Monday, October 7, 2024
What's Readable

Sarah Bernhardt and Eleanor Duse, two great actresses, are portrayed in Peter Rader’s new book

  Courtesy of Simon & Schuster

–by Michael Pierce

PLAYING TO THE GODS: SARAH BERNHARDT, ELEONORA DUSE, AND THE RIVALRY THAT CHANGED ACTING FOREVER by Peter Rader. Published August 21, 2018 by Simon and Schuster.

June 14, 1894.

The Muse was in attendance that night, at the theater in London where the younger actress was performing in La Dame aux camellias, a play that had always been one of The Muse’s favorites. She herself had taken on the role of Camellia hundreds of times, and she was anxious to see the younger actress, with her different style of acting, give her interpretation of the role. By the time she got back to her hotel that evening, Sarah Bernhardt knew she was looking at the future of theater, and she wondered what her future would hold.

      Courtesy of the author

Eleonora Duse had admired Bernhardt since she first decided to become an actress. The two women had a lot in common. They both came from broken homes, they both supplemented their incomes and funded their respective projects by working as courtesans, each keeping (and sometimes sharing) wealthy lovers to provide necessary cash, and talented lovers to write plays exclusively for them.

Their rivalry, for the most part, was polite. They each toured the world numerous times, usually one within a year or two of the other, playing the same roles, but with vastly different styles. Sara was a “poser,” from the old school of stagecraft, where one never turned their back on the audience, and emotions were conveyed not only through heavily made up faces, but also with great gesticulations of the hands and arms, accompanied by loud voices.

Eleonora immersed herself in the roles she played. She drew her emotions from her life experiences, she acted with her eyes, she acted with silence, when necessary. She turned her back on the audience, she acted with her emotions taking over her entire body, she took her characters into the shadows of the footlights when she felt it was necessary. In her later years she would be the inspiration for Lee Strasberg and Stella Adler, two founders of The Group Theater, considered to be the birthplace of method acting.

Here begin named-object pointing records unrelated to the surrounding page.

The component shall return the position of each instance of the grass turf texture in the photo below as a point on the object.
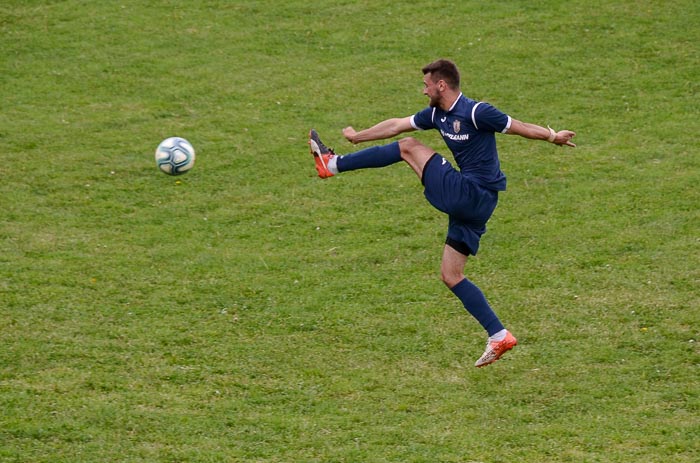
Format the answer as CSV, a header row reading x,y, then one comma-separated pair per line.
x,y
252,312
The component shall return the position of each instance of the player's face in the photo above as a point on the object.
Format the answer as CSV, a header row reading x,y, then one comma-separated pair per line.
x,y
432,90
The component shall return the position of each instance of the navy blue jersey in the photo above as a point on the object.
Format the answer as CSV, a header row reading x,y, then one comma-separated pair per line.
x,y
468,129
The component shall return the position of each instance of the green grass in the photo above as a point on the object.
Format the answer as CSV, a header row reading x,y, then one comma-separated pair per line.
x,y
252,312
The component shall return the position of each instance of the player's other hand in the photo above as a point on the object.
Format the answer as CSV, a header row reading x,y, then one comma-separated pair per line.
x,y
349,133
563,137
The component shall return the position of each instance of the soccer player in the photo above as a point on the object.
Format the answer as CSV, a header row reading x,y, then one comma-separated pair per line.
x,y
467,195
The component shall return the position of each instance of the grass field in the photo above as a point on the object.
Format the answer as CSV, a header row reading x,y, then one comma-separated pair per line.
x,y
251,312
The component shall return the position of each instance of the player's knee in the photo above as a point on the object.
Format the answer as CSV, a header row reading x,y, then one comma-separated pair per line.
x,y
450,277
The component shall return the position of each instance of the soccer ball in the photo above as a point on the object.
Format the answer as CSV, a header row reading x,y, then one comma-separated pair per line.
x,y
175,156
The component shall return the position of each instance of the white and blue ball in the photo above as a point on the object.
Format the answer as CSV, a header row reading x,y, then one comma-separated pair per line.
x,y
175,156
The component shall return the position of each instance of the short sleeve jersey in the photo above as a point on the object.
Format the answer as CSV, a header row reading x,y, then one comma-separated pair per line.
x,y
468,129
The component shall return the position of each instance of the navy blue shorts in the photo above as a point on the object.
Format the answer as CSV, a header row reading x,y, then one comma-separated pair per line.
x,y
468,205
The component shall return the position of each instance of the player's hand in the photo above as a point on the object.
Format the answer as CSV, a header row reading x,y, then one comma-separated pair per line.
x,y
563,137
349,133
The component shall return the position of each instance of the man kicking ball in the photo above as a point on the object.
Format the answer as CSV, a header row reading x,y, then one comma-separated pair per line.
x,y
467,195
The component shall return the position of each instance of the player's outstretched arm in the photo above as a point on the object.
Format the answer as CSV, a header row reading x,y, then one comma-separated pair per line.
x,y
385,129
536,132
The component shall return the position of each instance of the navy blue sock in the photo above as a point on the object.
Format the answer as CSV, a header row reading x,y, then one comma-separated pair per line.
x,y
476,304
376,156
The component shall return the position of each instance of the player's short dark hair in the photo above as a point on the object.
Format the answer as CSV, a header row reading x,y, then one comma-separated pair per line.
x,y
443,69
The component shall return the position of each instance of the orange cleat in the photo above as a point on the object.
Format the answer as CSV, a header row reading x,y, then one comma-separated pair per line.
x,y
321,153
495,349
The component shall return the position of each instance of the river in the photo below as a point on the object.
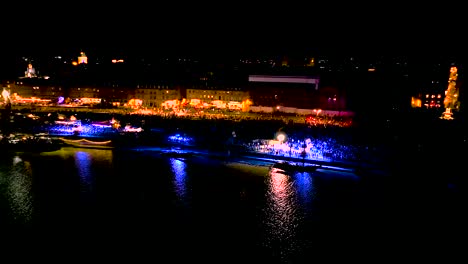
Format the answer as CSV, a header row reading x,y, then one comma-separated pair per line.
x,y
139,204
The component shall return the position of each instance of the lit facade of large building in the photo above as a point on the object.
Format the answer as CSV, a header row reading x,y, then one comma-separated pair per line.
x,y
154,96
82,59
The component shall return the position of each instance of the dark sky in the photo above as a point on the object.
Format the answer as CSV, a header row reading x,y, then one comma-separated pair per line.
x,y
231,28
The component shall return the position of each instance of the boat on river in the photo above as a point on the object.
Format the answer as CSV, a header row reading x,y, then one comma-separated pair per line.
x,y
296,167
29,143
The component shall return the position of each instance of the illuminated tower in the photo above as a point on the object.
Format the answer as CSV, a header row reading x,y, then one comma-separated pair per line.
x,y
451,95
30,71
82,59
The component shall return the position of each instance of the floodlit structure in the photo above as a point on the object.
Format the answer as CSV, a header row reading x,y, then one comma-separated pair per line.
x,y
451,102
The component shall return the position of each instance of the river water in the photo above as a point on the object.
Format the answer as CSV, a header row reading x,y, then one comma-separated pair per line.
x,y
92,202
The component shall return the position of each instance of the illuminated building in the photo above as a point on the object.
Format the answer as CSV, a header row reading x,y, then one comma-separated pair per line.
x,y
451,95
30,71
82,59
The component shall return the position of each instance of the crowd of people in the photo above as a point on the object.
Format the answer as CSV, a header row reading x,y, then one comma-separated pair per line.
x,y
319,137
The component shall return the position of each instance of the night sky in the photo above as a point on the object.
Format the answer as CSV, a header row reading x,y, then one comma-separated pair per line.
x,y
236,28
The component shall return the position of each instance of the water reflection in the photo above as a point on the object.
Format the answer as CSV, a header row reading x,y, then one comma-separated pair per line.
x,y
178,167
83,162
281,217
289,199
18,189
305,189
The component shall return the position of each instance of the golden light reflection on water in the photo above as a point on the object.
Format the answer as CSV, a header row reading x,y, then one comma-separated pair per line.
x,y
286,196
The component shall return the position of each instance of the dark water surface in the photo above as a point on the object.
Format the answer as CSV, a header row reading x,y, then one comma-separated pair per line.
x,y
90,202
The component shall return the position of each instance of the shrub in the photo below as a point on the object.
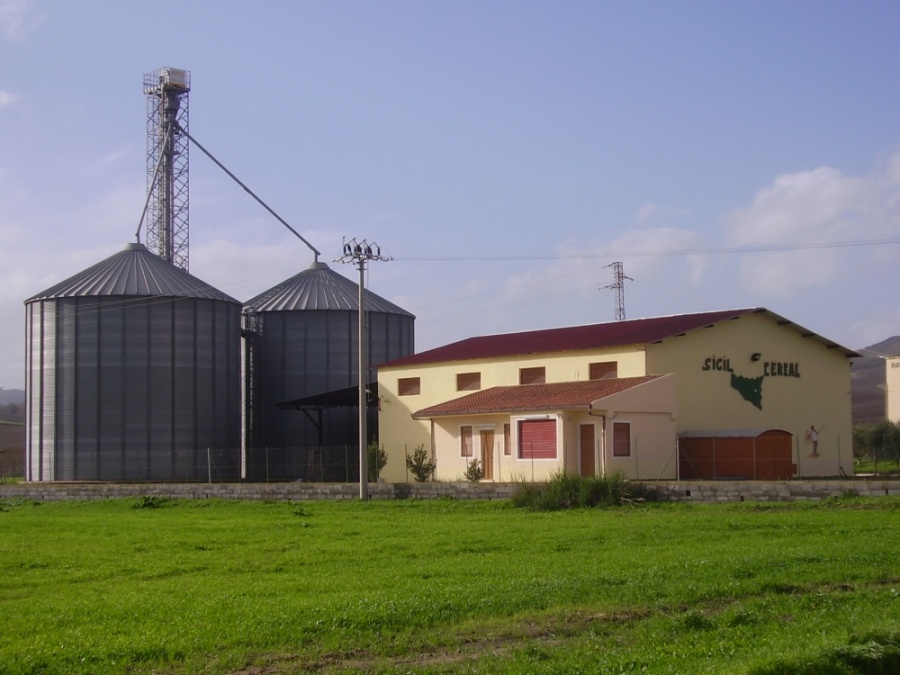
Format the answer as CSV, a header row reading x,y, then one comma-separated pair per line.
x,y
377,459
564,491
149,502
420,464
474,472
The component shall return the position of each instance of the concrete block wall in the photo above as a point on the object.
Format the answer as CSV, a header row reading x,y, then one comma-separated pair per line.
x,y
673,491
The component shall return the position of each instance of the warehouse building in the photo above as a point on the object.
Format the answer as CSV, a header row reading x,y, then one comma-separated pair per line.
x,y
716,395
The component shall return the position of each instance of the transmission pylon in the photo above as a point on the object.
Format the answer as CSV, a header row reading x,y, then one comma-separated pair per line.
x,y
618,286
167,163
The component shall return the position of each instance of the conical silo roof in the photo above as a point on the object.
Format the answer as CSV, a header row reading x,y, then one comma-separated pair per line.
x,y
318,287
134,271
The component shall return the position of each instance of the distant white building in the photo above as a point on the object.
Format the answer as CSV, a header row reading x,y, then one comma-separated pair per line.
x,y
892,388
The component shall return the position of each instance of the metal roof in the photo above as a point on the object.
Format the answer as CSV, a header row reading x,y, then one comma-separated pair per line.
x,y
339,398
594,336
135,271
318,287
533,397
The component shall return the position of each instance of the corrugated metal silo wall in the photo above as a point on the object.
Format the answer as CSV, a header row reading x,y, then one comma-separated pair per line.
x,y
133,389
305,352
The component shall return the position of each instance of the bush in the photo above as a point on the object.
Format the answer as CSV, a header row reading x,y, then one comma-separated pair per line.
x,y
420,464
377,458
150,502
474,472
565,491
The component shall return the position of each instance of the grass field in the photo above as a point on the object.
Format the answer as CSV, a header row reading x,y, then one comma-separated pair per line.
x,y
449,586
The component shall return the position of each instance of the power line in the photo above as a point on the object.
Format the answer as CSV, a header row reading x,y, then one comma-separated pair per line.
x,y
672,252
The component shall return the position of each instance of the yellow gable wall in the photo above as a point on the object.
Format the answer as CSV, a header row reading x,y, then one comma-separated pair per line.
x,y
803,383
400,434
892,388
815,390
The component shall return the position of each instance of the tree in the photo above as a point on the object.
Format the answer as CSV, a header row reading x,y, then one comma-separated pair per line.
x,y
474,472
420,464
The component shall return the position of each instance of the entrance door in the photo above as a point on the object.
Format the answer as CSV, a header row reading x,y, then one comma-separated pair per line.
x,y
487,453
586,446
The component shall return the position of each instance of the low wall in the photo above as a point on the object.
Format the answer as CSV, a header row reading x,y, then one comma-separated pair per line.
x,y
673,491
253,491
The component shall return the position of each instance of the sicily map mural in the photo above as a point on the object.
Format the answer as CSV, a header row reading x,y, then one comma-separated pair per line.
x,y
750,388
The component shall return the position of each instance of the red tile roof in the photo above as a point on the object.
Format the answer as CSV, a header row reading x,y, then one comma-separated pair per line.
x,y
526,397
594,336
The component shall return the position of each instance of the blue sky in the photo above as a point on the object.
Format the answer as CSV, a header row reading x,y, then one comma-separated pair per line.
x,y
730,154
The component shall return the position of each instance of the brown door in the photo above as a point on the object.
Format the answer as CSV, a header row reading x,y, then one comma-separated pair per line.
x,y
586,444
487,453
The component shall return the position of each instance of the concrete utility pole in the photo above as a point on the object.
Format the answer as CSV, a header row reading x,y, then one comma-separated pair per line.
x,y
360,252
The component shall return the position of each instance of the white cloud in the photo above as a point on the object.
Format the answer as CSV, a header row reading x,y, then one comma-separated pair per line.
x,y
18,18
808,209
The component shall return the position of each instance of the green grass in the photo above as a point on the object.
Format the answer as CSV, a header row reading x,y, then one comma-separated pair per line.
x,y
448,586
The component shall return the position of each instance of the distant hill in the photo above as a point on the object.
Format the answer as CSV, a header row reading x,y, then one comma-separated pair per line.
x,y
867,381
11,396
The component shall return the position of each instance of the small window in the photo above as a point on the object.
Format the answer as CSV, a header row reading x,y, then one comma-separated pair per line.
x,y
604,371
468,381
537,439
465,441
621,439
532,375
408,386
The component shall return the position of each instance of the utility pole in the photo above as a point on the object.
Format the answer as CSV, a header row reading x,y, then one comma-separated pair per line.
x,y
359,253
619,287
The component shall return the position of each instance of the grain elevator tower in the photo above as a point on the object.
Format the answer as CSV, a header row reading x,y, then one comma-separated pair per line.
x,y
167,92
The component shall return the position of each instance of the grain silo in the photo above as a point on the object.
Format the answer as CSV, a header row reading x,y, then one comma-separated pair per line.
x,y
133,374
301,341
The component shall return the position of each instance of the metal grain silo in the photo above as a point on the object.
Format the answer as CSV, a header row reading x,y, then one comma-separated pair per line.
x,y
133,374
300,341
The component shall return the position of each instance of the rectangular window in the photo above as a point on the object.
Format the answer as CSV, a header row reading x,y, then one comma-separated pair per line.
x,y
408,386
537,439
621,439
604,371
465,441
468,381
532,375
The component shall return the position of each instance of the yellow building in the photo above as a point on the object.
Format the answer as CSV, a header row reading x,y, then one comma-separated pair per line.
x,y
892,388
729,394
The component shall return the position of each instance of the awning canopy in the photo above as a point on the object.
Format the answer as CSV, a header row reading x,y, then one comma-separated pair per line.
x,y
339,398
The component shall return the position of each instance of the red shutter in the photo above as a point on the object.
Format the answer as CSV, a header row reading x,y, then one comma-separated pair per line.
x,y
537,439
621,439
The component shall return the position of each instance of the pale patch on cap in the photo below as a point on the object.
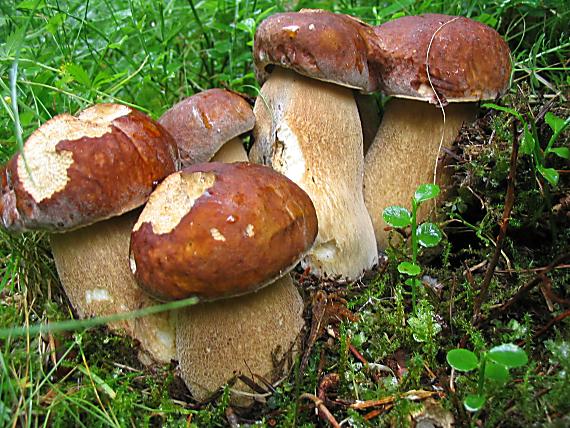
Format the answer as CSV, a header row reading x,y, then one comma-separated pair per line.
x,y
97,295
46,169
173,199
217,235
104,114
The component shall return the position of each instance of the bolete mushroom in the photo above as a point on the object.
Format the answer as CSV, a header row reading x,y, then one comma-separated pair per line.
x,y
215,231
208,125
427,62
308,127
76,173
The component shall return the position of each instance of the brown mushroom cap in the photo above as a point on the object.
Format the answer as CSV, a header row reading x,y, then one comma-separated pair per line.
x,y
203,123
79,170
318,44
468,61
220,230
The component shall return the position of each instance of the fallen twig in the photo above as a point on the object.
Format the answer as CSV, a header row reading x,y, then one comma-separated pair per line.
x,y
534,282
413,395
550,323
509,202
323,412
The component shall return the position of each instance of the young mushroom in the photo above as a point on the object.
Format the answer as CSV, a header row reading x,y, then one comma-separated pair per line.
x,y
427,62
216,231
207,126
308,127
76,173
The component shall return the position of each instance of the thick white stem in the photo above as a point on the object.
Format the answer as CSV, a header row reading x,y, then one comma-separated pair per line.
x,y
93,266
248,335
310,131
404,153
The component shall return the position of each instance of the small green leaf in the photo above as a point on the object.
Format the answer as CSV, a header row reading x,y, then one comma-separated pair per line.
x,y
508,354
409,268
462,359
506,110
425,192
496,372
528,143
397,216
557,124
78,74
428,234
563,152
473,403
550,174
413,282
55,22
31,5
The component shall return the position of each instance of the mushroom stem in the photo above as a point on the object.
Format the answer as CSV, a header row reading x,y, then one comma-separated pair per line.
x,y
93,265
404,153
310,131
246,336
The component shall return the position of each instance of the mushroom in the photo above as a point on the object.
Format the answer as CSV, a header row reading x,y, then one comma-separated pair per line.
x,y
208,125
467,62
308,127
216,231
76,173
369,114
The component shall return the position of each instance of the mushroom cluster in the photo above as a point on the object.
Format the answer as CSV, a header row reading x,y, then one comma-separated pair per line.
x,y
313,138
228,231
81,178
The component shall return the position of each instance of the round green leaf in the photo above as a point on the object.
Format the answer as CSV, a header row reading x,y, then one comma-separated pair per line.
x,y
462,359
425,192
496,372
509,355
473,402
413,282
428,234
397,216
409,268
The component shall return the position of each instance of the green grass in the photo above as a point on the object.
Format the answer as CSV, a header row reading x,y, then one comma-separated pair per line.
x,y
61,56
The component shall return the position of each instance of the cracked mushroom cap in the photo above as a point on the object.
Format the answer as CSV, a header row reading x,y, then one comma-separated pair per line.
x,y
218,230
203,123
77,170
318,44
468,61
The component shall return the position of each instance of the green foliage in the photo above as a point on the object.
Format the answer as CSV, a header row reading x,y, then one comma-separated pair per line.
x,y
530,142
426,234
493,367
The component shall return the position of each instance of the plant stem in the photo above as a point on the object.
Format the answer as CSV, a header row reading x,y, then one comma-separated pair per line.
x,y
414,250
481,383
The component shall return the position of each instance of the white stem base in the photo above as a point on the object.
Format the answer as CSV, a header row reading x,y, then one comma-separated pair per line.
x,y
93,265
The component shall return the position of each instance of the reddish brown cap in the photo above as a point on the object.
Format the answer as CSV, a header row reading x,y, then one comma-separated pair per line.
x,y
318,44
79,170
468,61
203,123
218,230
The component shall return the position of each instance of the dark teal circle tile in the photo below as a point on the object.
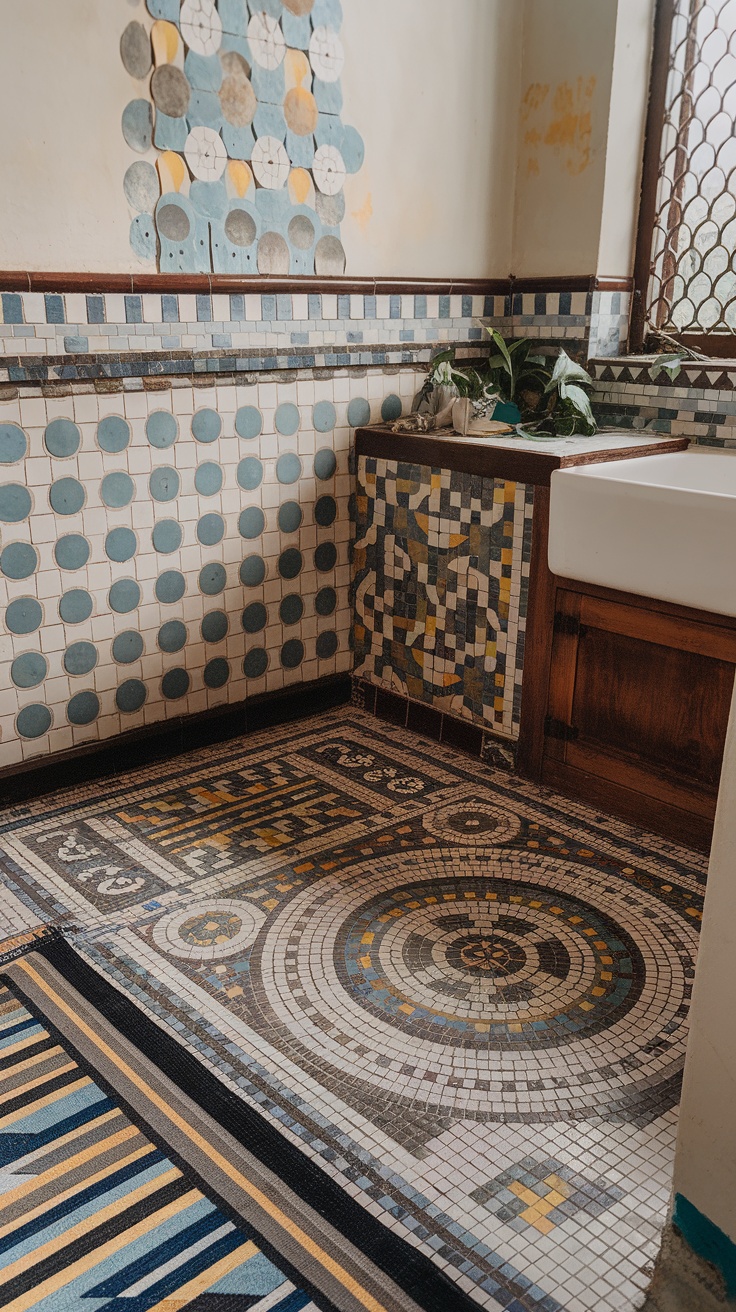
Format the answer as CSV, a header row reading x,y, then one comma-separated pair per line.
x,y
326,511
206,425
123,596
171,587
127,647
164,483
290,516
15,503
217,672
75,606
83,709
19,560
249,472
291,609
255,617
120,545
248,421
130,696
80,657
324,416
251,522
71,551
326,556
62,437
113,433
358,412
13,444
207,478
252,571
326,463
210,529
162,429
33,720
29,669
24,615
291,654
256,663
286,419
290,563
326,601
213,579
117,490
175,684
167,537
391,408
214,626
66,496
287,467
172,635
327,644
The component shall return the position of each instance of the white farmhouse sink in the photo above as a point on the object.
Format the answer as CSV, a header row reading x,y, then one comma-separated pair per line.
x,y
656,525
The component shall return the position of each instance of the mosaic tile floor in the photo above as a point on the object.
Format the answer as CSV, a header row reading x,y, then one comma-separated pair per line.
x,y
463,996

Peter Rader has presented us with a riveting story of two great women, one of whom is still well known to most people today, while the other has faded into the background of history. The best thing that Rader has done, with his book, is to reintroduce all of us to the work of Eleonora Duse and her importance to modern film and theater. He had a multitude of sources to utilize, as both actresses’ careers were well documented in earlier biographies, diaries, letters, and newspaper articles. Bernhardt and Duse lived long enough to become part of the early days of motion pictures, and samples of their work can be found on YouTube.

Marlon Brando studied acting under Stella Adler. During one class, Adler told her students to imagine they were chickens, and they had just heard about the attack on Pearl Harbor. While other students ran about the room clucking and gesticulating like upset chickens, Brando remained in his seat and calmly laid an egg. Adler questioned him as to why, and Brando replied “I’m a chicken. What do I know about bombs?”

I like to think that Duse would have been sitting right alongside him.